Graphic novels are inviting increasing academic interest as an art form and as a unique way to tell stories, especially those of historically under-represented populations. Art Spiegelman’s Maus, after winning a Pulitzer Prize in 1992, is often credited as a turning point in public and academic reception of graphic novels.

William & Mary Associate Professor of History Ronald Schechter used a modified form of a graphic novel in 2013 with his book Mendoza the Jew: Boxing, Manliness and Nationalism. Sometimes even the reviews are done in comic-book style, as the L.A. Review of Books did when it reviewed Mendoza the Jew.

Nicole J. Georges

Because graphic novels are fluid in definition (“comic books – but not”), they aren’t easily pigeonholed.  Pregnant Butch, for example, focuses mainly on the under-represented experience of lesbian pregnancy, but has been celebrated on straight motherhood blogs, Putzi said, for Summers’ accurate representation of the travails of pregnancy, like trying to find public restrooms in New York, struggling with insurance companies and settling on birthing options.


Georges’ memoir recounts her romantic life as a young lesbian in Portland, but the graphic novel is equally weighted with her struggle to make sense of her family-of-origin as she unravels its secrets. Putzi characterized it as a “sweet, coming-of-age story.”

“The books are very different,” Putzi said. “The two of them together thwart the idea that there is one lesbian graphic novel.”

Georges is a prolific writer and illustrator whose oeuvre includes diary comic Invincible Summer, the zine Tell It Like It Tiz, and Calling Dr. Laura.
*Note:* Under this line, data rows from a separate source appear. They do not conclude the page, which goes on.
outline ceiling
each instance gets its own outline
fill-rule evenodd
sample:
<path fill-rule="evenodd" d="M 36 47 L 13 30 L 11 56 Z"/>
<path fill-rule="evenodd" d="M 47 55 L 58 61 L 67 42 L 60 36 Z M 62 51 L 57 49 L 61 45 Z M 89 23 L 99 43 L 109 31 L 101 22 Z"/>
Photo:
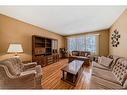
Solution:
<path fill-rule="evenodd" d="M 126 6 L 0 6 L 0 13 L 60 35 L 107 29 Z"/>

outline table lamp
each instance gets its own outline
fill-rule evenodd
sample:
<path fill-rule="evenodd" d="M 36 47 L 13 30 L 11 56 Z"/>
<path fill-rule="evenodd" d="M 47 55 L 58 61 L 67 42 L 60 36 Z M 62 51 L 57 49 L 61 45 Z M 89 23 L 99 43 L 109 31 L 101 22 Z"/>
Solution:
<path fill-rule="evenodd" d="M 21 44 L 10 44 L 8 48 L 8 53 L 15 53 L 15 56 L 18 55 L 18 53 L 22 53 L 22 45 Z"/>

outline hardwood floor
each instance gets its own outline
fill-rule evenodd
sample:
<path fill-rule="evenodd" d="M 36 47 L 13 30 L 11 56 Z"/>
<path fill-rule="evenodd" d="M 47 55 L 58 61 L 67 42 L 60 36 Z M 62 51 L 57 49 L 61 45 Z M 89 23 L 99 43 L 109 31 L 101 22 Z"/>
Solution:
<path fill-rule="evenodd" d="M 68 64 L 68 59 L 62 59 L 59 62 L 42 68 L 43 78 L 42 87 L 44 89 L 87 89 L 91 79 L 91 67 L 84 67 L 84 70 L 74 87 L 61 80 L 61 68 Z"/>

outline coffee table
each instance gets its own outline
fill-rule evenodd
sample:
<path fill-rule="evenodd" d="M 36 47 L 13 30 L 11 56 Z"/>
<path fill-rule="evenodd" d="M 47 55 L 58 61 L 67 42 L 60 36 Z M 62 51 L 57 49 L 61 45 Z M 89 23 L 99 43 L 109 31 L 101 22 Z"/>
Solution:
<path fill-rule="evenodd" d="M 84 61 L 81 60 L 73 60 L 70 62 L 61 69 L 63 72 L 61 79 L 75 86 L 83 70 L 83 63 Z"/>

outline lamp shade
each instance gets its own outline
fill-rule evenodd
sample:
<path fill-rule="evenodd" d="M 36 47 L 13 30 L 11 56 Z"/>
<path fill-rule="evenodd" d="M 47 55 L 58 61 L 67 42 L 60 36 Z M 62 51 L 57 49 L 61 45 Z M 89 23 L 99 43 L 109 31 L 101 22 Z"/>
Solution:
<path fill-rule="evenodd" d="M 8 53 L 20 53 L 23 52 L 21 44 L 10 44 L 8 48 Z"/>

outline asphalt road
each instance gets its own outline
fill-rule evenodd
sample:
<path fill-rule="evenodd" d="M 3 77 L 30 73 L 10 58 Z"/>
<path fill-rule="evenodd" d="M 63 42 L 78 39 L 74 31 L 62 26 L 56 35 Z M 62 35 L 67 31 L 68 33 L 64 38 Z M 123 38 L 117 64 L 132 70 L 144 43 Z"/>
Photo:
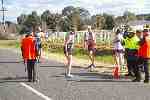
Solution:
<path fill-rule="evenodd" d="M 150 100 L 150 85 L 130 79 L 112 79 L 108 73 L 73 68 L 72 79 L 64 77 L 64 64 L 43 60 L 39 82 L 27 82 L 19 53 L 0 49 L 0 100 Z"/>

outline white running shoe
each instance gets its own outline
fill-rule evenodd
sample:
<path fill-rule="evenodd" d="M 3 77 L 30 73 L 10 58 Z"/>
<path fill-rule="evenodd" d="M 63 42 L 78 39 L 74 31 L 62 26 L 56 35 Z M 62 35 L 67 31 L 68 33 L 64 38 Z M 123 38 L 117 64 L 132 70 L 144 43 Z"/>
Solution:
<path fill-rule="evenodd" d="M 72 75 L 72 74 L 66 74 L 66 77 L 67 77 L 67 78 L 72 78 L 73 75 Z"/>

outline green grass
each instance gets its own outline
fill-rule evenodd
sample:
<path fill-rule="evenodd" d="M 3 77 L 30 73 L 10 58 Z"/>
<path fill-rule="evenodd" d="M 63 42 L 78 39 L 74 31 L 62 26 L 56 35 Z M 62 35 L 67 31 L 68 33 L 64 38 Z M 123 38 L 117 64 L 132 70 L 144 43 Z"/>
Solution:
<path fill-rule="evenodd" d="M 0 40 L 0 48 L 20 48 L 20 43 L 18 40 Z M 51 49 L 46 48 L 45 51 L 53 54 L 64 55 L 63 48 L 51 48 Z M 75 48 L 73 56 L 75 56 L 78 59 L 86 59 L 86 60 L 89 59 L 89 57 L 87 56 L 87 52 L 85 52 L 85 50 L 83 50 L 82 48 Z M 111 64 L 113 63 L 112 54 L 103 53 L 102 55 L 97 55 L 95 59 L 98 62 Z"/>

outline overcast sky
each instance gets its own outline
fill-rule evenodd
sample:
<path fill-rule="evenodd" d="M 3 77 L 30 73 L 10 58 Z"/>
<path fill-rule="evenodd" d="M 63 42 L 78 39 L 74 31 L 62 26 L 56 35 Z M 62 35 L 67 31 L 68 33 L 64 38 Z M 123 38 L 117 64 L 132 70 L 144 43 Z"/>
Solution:
<path fill-rule="evenodd" d="M 149 0 L 4 0 L 4 5 L 8 10 L 6 20 L 13 22 L 22 13 L 37 11 L 41 14 L 46 9 L 61 13 L 66 6 L 83 7 L 91 15 L 106 12 L 118 16 L 126 10 L 135 14 L 150 13 Z M 0 18 L 2 19 L 2 13 Z"/>

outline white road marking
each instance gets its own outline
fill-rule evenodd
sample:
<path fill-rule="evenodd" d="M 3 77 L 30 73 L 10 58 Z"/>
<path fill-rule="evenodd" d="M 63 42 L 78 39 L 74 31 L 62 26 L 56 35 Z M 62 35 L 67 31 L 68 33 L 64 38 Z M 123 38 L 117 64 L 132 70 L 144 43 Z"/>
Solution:
<path fill-rule="evenodd" d="M 45 96 L 44 94 L 38 92 L 37 90 L 35 90 L 34 88 L 32 88 L 31 86 L 21 82 L 20 83 L 23 87 L 27 88 L 28 90 L 32 91 L 33 93 L 35 93 L 36 95 L 40 96 L 41 98 L 43 98 L 44 100 L 52 100 L 51 98 L 49 98 L 48 96 Z"/>

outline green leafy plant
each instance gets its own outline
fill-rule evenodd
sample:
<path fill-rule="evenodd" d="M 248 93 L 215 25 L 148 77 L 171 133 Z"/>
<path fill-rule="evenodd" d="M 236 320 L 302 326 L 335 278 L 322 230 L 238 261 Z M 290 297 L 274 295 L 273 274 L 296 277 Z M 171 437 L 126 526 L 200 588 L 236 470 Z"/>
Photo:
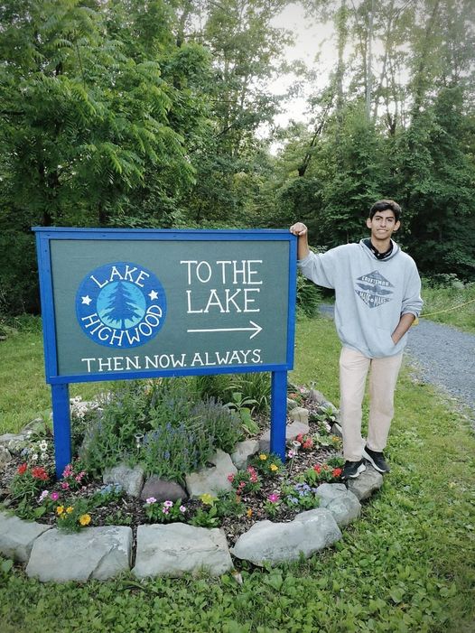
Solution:
<path fill-rule="evenodd" d="M 70 503 L 65 501 L 64 504 L 56 507 L 58 529 L 65 532 L 79 532 L 90 524 L 92 517 L 89 512 L 88 499 L 76 498 Z"/>
<path fill-rule="evenodd" d="M 253 401 L 253 413 L 265 414 L 269 410 L 271 380 L 268 372 L 238 374 L 234 377 L 228 390 L 238 392 L 243 399 Z"/>

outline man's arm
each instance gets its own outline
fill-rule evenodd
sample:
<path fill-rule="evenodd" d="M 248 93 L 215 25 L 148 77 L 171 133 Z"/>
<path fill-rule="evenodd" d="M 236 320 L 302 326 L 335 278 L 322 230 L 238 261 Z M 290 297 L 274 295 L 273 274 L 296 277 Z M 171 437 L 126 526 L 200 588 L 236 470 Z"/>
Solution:
<path fill-rule="evenodd" d="M 411 314 L 410 312 L 407 312 L 406 314 L 403 314 L 401 316 L 401 318 L 399 319 L 399 322 L 396 327 L 396 330 L 391 334 L 391 338 L 394 340 L 395 345 L 397 342 L 399 342 L 399 340 L 403 338 L 405 332 L 409 330 L 414 319 L 415 315 Z"/>
<path fill-rule="evenodd" d="M 303 222 L 295 222 L 289 230 L 299 238 L 297 242 L 297 259 L 305 259 L 310 253 L 307 227 Z"/>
Georges teaches at California College for the Art's MFA in Comics Program and has won numerous awards, including the Sunburst Award for Excellence in Arts Education.

Similarly prolific, the longtime artist and writer A.K. Summers is best known for creating the zine Negativa, animated shorts “Topless Dickless Clueless” and “World Without Femmes,” and the graphic memoir Pregnant Butch.

The annual Minnie Braithwaite Lecture commemorates Minnie Braithwaite’s courage in attempting to become the first woman to attend classes at William & Mary in 1896.